海外36拠点に導入した双日 メール応答時間が約30倍改善WAN高速化ケーススタディ(2/3 ページ)

» 2007年06月27日 08時00分 公開
[井上猛雄,ITmedia]

わずか3カ月間で36拠点に配置

 具体的な製品名として候補に挙がったのは「WXCシリーズ」である。決め手は主に実績面だったが、ジュ二パー独自の圧縮技術(MSR/NSC)やキャッシュ機能、TCPアクセラレーション機能も採用理由の1つだった。同社の圧縮技術は、データ通信のシーケンスを内部辞書と照合してパターン化し、情報量を少なくすることでトラフィックを抑える仕組みを取り入れている。また、QoS(サービス品質)機能や管理レポートの種類が多かった点にも注目したという。

画像 ジュニパーネットワークスのWXC(写真はWXCの最新機種、「WXC590」)。ハードディスクを搭載するタイプだ

 同社の製品にはメモリベースのWXシリーズもあるが、「導入前にいろいろな検証を行って、WXシリーズよりも2〜4倍のデータ圧縮効果が得られたので」(福山氏)WXCシリーズを採用することにしたという。WXCシリーズはディスクベースで、装置にハードディスクを搭載しているため、より多くの辞書データを保持できる。

 WANの高速化/最適化を実現する際には、どのようなアプリケーションを高速化したいのかという適用対象が重要になる。同社では業務の特性上、Windowsファイル共有、いわゆるCIFS(Common Internet File System)ベースのアプリケーションはそれほど利用しなかった。

 情報企画一課の出山敏治氏は、「主に利用していたのは、電子メールや業務系アプリケーション、インターネットアクセスなど。

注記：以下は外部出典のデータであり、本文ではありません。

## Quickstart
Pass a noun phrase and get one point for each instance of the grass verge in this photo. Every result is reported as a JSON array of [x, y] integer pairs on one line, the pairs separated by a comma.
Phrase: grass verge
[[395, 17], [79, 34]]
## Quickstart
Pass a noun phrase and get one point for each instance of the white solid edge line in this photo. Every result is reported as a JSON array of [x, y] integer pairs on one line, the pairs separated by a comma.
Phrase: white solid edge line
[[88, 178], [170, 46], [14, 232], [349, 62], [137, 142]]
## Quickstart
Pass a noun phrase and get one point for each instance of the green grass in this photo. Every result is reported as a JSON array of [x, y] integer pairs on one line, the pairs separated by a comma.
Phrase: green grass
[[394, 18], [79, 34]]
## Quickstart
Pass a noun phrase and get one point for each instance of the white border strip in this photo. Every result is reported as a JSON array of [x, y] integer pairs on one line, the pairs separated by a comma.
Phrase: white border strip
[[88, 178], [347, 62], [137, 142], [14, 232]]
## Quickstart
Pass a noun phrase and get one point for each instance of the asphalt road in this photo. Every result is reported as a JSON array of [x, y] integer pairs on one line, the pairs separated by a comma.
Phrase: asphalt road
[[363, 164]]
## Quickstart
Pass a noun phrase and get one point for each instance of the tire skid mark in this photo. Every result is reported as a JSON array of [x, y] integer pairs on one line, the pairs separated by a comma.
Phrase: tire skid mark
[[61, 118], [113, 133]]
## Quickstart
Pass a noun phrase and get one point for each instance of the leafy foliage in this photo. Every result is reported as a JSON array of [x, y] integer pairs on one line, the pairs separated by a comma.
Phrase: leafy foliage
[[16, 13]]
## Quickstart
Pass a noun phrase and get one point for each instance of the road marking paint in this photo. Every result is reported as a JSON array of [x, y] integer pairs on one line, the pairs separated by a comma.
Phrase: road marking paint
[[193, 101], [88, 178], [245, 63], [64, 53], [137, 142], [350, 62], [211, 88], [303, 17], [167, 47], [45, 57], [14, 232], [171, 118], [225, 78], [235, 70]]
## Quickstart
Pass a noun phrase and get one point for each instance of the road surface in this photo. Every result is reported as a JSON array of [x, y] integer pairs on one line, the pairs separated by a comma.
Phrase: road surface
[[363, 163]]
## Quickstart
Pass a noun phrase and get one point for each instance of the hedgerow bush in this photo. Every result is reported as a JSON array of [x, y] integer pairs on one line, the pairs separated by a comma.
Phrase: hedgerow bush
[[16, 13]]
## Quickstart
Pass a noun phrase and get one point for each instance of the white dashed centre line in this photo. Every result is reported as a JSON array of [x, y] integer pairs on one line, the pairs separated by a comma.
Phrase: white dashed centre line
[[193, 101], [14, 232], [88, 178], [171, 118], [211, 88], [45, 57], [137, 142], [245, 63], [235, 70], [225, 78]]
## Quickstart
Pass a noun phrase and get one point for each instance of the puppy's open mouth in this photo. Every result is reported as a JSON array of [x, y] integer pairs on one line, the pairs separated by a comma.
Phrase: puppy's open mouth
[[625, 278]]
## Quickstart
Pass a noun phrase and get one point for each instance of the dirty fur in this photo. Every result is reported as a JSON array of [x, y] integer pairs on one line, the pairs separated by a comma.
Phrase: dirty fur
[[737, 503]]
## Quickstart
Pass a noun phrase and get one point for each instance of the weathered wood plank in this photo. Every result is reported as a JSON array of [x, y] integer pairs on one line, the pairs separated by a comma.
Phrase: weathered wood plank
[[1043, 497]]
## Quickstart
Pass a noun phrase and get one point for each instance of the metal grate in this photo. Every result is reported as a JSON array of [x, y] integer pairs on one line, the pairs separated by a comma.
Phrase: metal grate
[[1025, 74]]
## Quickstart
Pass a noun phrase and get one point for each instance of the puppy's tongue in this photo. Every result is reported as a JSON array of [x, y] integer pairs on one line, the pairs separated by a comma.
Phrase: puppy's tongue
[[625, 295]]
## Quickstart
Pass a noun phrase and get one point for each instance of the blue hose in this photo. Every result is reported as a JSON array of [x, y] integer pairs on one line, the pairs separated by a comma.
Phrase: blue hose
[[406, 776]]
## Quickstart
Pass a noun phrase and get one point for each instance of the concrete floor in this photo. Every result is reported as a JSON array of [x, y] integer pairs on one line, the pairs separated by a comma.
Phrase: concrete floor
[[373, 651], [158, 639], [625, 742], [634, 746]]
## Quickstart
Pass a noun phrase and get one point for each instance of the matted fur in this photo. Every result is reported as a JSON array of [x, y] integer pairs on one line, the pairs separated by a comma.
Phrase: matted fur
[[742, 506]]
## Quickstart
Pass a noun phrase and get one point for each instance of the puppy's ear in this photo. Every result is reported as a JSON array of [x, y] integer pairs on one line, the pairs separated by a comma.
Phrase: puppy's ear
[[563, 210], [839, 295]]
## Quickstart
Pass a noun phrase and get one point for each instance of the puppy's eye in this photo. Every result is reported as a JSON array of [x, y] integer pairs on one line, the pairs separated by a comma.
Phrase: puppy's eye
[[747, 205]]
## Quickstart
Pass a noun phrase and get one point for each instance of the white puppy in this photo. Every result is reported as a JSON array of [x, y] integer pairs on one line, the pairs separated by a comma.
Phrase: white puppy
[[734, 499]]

いずれにしても、当時はレスポンスがきわめて悪かったため、すべての利用シーンにおいて改善したい思いでWXCシリーズを導入した」と話す。米国拠点とはビデオ会議を行うことも多いため、WXCシリーズのQoS機能で通信品質を確保した。ただし、そのほかの拠点の内線通話については、VoIP(Voice over IP)の帯域を別に確保することで、通話品質を高めているという。

 双日は、導入のための検証を約3カ月かけて一通り終了したあと、2005年の10月から東京本社とニューヨーク、上海、シンガポール、パリ、モスクワの主要6拠点にトライアルとしてWXCシリーズを導入。おおむね良好な結果が得られたため、2006年初頭から3月までに合計36カ所の海外拠点に設置を拡大した。導入期間については、機器選定や検証などを含めると約1年間かかったが、各拠点への実際の適用期間はわずか3カ月間。まさに迅速な動きだった。

図1 図1●双日のグローバルネットワーク構成図。合計36カ所の拠点にWXCシリーズを導入。センター側となる東京とニューヨークの拠点には「WXC500」を、そのほかの海外拠点には「WXC250」を設置した(クリックで拡大)

 システム構成(図1)については、国際回線は既存のフレームリレー回線とヨーロッパ地域に一部導入されているIP-VPNを利用。センター側の東京とニューヨークの拠点には、WAN高速化装置としてミッドレンジの「WXC500」(ディスク容量500GB、トータルスループット512K〜20Mbps)を設置した。一方、そのほかの海外拠点には、ローエンドの「WXC250」(40GB、128K〜2Mbps)を、それぞれ配置。WX/WXCシリーズは回線帯域に応じたライセンス体系になっており、各拠点に必要な帯域を確保した。